As was shown in the latest Financial Statements of the Government of New Zealand released on March 6th, tax revenues in New Zealand for the period of seven months, ending January 31st 2012, were NZD 946 million below forecast, while being NZD 1.1 billion above tax revenues during the same period in the previous year.
According to the Treasury of New Zealand, the lower than forecast tax revenues are a result of unexpectedly weak overall economic activity in New Zealand, which led to lowered collection of all taxes.
For the seven month period, collections of Goods and Service Tax (GST) were down by 4 percent, mainly due to insurance companies in the country making significant payouts for damages incurred in earthquakes throughout the last 12 months.

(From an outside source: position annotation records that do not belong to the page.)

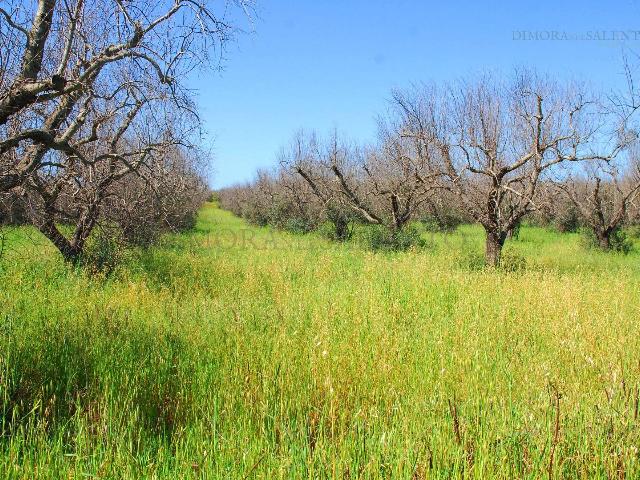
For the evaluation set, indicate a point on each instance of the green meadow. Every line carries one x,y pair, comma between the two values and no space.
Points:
240,352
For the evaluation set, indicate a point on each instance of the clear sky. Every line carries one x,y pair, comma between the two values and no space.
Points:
325,63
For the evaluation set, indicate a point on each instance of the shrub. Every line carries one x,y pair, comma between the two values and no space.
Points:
512,262
104,250
567,220
446,221
378,237
619,240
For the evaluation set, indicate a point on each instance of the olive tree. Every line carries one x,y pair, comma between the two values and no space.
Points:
495,141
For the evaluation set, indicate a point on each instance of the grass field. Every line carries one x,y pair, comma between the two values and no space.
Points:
238,352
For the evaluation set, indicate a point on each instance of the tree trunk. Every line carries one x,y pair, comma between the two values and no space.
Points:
494,244
341,229
604,239
70,252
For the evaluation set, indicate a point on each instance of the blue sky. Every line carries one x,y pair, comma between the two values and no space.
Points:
319,64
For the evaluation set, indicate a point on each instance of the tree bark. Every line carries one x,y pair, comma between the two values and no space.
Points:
494,244
604,239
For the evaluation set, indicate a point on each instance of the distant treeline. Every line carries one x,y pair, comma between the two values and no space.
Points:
493,151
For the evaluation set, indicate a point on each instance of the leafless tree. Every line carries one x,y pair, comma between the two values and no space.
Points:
603,195
91,94
496,141
55,53
382,185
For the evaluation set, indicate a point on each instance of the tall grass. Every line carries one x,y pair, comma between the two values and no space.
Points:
240,352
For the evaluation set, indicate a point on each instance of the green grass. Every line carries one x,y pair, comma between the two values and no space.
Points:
240,352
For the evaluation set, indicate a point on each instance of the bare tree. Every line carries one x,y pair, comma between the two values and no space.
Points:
56,52
91,94
496,141
603,196
382,185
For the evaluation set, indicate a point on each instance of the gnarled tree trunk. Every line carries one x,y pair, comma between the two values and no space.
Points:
493,249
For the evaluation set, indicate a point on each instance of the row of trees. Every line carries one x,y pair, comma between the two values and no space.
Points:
96,124
492,151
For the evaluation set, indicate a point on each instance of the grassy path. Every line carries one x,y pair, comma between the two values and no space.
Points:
239,352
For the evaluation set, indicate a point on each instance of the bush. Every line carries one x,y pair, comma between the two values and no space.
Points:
378,237
619,240
512,262
104,250
567,220
446,221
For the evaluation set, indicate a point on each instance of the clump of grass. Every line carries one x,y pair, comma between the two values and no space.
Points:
291,356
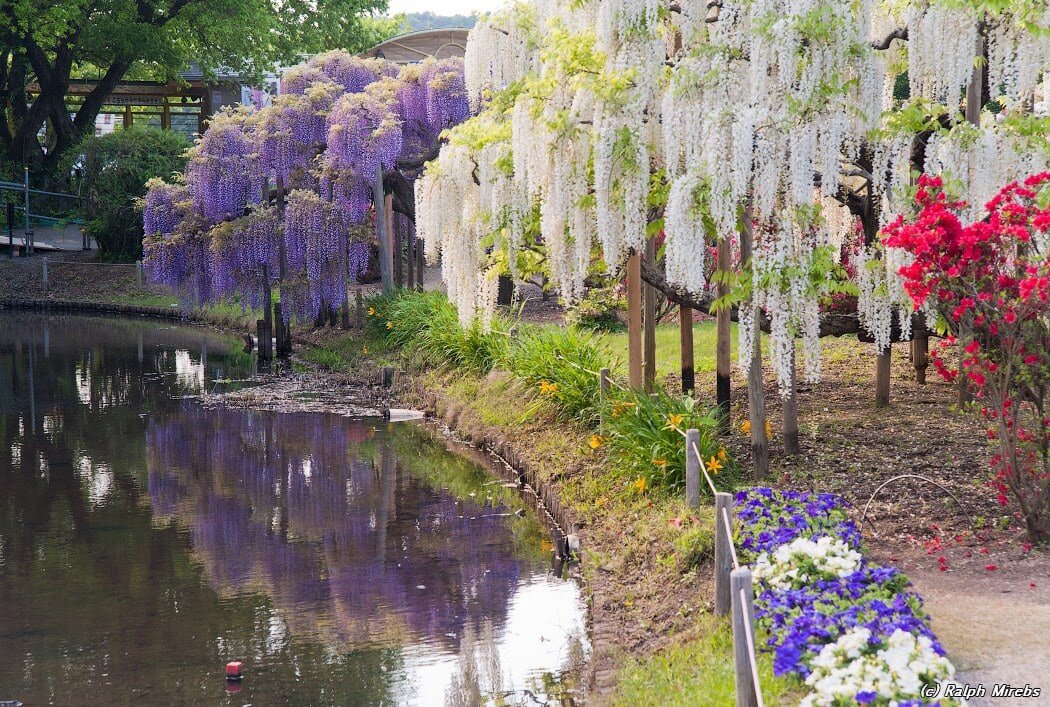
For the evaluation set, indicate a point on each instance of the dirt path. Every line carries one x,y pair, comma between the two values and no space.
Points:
995,628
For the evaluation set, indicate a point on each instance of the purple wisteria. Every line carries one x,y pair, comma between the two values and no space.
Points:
284,195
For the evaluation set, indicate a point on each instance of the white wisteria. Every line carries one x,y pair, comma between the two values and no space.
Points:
775,111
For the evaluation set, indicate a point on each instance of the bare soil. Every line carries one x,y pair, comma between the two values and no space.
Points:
987,589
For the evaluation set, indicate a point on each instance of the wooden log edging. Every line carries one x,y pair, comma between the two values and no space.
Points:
25,304
508,464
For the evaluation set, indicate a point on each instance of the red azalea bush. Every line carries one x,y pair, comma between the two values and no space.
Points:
991,279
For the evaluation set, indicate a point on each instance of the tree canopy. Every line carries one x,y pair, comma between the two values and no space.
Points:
47,43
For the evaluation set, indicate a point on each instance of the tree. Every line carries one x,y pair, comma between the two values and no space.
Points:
292,194
993,275
117,168
764,125
47,43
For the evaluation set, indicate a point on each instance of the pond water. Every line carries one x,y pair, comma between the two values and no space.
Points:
147,539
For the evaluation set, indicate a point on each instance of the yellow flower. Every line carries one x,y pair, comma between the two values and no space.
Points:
673,421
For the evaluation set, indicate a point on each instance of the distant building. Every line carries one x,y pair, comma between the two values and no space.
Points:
418,45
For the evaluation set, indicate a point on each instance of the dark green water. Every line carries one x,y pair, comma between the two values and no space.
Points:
145,540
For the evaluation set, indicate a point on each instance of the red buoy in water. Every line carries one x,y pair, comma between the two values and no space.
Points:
234,670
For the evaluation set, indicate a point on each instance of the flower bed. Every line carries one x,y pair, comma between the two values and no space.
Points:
852,629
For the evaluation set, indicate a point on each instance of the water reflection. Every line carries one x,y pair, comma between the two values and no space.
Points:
145,540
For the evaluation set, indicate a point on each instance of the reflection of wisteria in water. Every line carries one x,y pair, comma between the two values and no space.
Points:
351,550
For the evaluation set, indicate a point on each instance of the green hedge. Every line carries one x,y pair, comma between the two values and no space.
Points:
117,167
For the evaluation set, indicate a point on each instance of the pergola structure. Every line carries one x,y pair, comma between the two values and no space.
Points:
418,45
183,106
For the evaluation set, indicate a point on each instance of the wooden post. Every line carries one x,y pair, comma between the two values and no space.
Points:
920,350
692,469
974,98
723,554
634,321
266,330
419,266
344,315
686,338
882,367
649,321
411,260
395,242
284,326
722,362
742,626
791,410
382,233
756,390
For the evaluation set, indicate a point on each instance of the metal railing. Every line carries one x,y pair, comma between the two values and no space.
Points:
28,238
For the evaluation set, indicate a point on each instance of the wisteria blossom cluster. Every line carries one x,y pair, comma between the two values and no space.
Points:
605,118
989,282
287,194
852,629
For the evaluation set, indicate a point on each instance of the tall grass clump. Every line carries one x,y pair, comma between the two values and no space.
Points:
644,434
561,365
425,324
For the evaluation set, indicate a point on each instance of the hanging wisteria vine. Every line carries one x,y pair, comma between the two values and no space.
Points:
285,194
605,116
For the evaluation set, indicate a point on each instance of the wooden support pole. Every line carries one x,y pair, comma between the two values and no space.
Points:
882,368
634,321
756,387
791,410
723,554
396,242
722,362
686,338
920,351
411,256
692,469
649,321
743,626
419,266
382,234
391,242
974,98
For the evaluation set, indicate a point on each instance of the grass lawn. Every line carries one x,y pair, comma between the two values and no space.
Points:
669,349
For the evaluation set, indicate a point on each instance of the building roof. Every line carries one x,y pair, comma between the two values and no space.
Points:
418,45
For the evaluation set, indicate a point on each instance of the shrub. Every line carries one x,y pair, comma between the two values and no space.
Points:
991,281
644,433
426,325
117,167
561,365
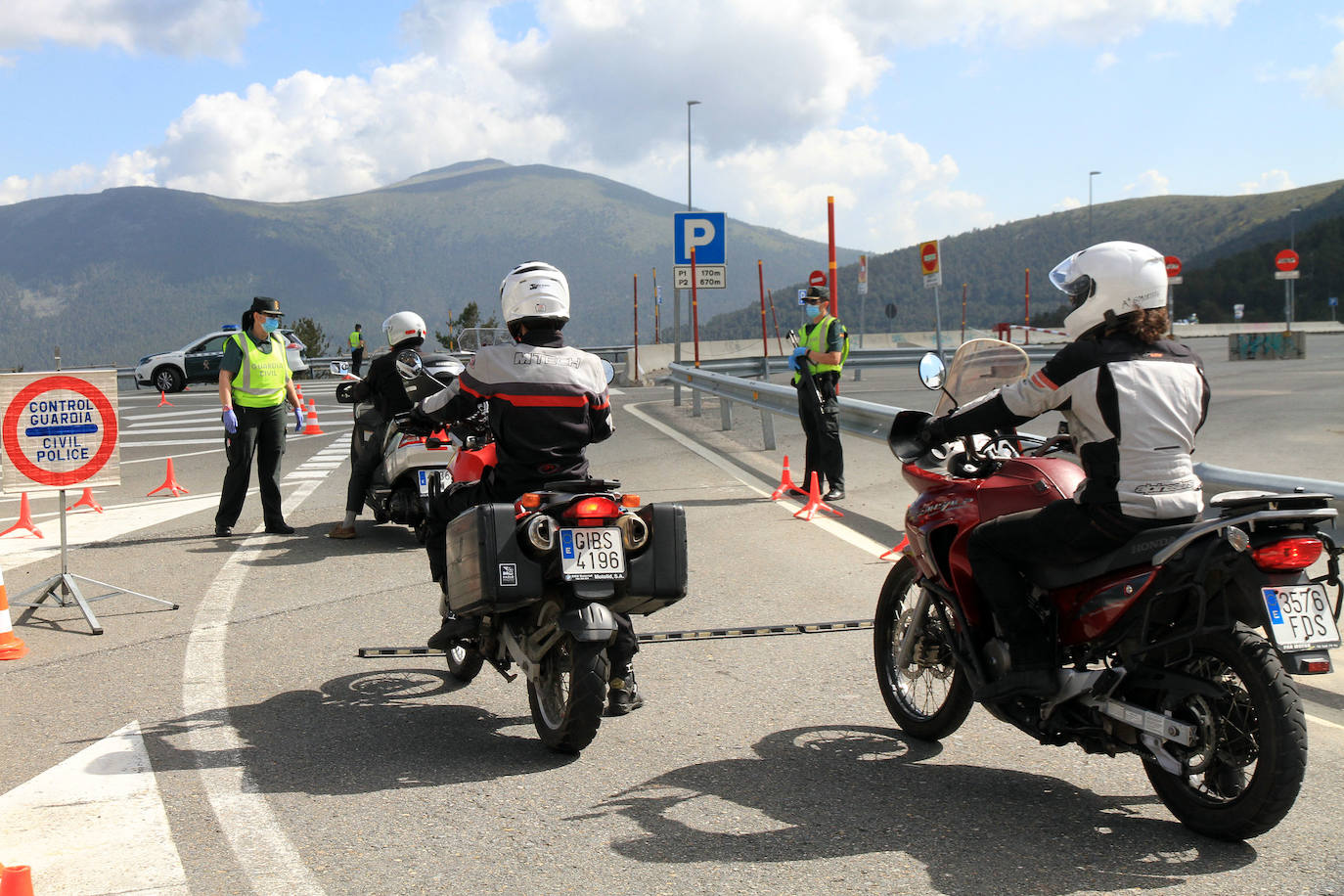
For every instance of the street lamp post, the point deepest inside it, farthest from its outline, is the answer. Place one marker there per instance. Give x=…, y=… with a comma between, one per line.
x=1091, y=175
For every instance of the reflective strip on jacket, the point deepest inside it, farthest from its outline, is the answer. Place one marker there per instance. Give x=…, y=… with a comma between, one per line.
x=261, y=378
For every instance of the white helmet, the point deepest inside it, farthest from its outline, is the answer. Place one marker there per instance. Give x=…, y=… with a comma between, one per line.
x=402, y=327
x=1109, y=280
x=535, y=291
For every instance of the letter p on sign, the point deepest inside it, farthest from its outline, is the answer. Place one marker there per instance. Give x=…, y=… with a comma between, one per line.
x=701, y=231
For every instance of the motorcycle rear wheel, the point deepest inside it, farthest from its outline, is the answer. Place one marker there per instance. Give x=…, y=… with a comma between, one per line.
x=1246, y=767
x=929, y=697
x=464, y=662
x=570, y=694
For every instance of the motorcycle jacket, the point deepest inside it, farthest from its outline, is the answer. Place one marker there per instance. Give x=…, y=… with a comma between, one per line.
x=1132, y=409
x=547, y=403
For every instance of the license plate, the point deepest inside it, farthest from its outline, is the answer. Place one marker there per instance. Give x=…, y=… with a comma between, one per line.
x=592, y=554
x=1301, y=617
x=426, y=475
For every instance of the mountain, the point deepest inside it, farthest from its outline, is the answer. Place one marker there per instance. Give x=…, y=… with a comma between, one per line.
x=114, y=276
x=1226, y=245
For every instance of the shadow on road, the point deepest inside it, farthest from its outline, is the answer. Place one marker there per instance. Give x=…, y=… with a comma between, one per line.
x=824, y=792
x=359, y=734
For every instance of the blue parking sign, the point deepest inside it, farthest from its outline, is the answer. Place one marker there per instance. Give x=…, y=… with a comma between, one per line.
x=701, y=231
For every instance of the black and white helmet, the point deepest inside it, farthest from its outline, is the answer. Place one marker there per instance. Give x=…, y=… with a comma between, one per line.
x=1109, y=280
x=535, y=291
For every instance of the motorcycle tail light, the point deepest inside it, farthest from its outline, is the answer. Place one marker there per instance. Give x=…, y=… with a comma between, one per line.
x=635, y=531
x=592, y=511
x=1287, y=555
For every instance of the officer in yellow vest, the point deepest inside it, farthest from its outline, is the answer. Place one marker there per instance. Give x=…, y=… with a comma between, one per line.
x=356, y=349
x=820, y=353
x=254, y=384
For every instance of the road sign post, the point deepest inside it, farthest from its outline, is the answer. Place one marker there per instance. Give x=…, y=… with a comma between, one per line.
x=60, y=430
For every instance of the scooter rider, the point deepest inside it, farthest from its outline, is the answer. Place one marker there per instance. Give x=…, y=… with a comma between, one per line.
x=547, y=403
x=383, y=385
x=1133, y=402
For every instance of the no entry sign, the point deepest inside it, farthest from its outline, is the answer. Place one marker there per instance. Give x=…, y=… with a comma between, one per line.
x=58, y=430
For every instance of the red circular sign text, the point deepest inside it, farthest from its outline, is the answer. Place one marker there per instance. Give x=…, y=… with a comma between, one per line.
x=929, y=256
x=60, y=478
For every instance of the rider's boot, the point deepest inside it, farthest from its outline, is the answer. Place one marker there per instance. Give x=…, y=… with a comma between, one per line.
x=622, y=694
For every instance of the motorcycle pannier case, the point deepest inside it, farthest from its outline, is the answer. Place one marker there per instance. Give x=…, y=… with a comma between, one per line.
x=657, y=575
x=487, y=569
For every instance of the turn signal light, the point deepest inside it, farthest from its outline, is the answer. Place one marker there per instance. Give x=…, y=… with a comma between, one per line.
x=1287, y=555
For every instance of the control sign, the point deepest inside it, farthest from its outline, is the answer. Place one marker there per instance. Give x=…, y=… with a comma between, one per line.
x=701, y=231
x=58, y=430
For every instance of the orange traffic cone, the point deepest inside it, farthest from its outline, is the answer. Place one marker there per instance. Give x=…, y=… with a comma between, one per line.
x=169, y=482
x=17, y=880
x=815, y=501
x=24, y=517
x=786, y=485
x=86, y=500
x=312, y=428
x=11, y=647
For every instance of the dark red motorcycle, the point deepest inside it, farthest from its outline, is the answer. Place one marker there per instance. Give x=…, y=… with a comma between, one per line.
x=1178, y=647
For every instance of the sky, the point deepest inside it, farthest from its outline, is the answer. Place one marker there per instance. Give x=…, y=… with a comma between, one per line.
x=922, y=118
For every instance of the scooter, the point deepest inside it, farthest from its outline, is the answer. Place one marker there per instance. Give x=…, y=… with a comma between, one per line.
x=413, y=464
x=1178, y=647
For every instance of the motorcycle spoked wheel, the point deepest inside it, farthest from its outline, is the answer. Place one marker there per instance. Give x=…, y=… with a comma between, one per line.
x=1247, y=763
x=568, y=694
x=929, y=697
x=464, y=661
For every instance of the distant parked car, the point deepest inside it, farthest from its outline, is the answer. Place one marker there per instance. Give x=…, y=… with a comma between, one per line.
x=200, y=360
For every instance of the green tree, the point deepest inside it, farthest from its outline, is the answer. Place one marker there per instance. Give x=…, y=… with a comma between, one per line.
x=311, y=335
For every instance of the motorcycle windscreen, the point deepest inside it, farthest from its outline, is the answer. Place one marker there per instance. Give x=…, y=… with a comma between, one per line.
x=980, y=366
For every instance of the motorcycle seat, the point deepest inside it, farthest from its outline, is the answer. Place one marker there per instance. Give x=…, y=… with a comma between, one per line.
x=1138, y=551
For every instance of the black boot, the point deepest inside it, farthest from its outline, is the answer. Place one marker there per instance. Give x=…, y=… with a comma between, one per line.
x=455, y=629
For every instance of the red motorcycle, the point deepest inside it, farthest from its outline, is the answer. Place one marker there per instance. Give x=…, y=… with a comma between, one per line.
x=1174, y=647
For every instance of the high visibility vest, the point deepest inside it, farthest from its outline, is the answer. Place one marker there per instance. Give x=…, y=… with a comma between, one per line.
x=815, y=340
x=261, y=379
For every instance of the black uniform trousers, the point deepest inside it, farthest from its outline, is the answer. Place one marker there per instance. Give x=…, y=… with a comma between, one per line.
x=822, y=426
x=363, y=468
x=261, y=431
x=1059, y=533
x=461, y=496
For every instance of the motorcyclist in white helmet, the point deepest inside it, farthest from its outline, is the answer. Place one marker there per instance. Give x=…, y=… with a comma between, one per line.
x=1133, y=402
x=547, y=403
x=383, y=385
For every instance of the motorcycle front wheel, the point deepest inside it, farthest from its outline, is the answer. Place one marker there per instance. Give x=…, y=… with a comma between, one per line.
x=927, y=696
x=568, y=694
x=1246, y=766
x=464, y=662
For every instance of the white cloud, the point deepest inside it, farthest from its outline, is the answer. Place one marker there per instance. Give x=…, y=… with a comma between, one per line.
x=1269, y=182
x=1150, y=183
x=186, y=27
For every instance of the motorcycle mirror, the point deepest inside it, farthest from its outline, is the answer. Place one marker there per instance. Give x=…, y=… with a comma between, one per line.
x=409, y=364
x=931, y=370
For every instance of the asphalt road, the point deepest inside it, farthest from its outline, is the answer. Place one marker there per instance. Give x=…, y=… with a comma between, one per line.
x=281, y=762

Revenues from corporate income tax were more than 5.1 percent below forecast, and the Treasury expects that they will continue to remain at relatively low levels until at least the end of the financial year on March 31st.
Collection of personal income tax was 3 percent below the government’s forecasts, reflecting a weaker than expected labor market.
Commenting on the results published in the Financial Statements, the Finance Minister of New Zealand Bill English said that the disappointingly low tax collections were offset by a NZD 1.24 billion decrease in government spending. He added that the tax revenue results emphasize the need for the government to maintain strict fiscal discipline in order to fulfill its own goal of reaching a budget surplus by the 2014 – 2015 fiscal year.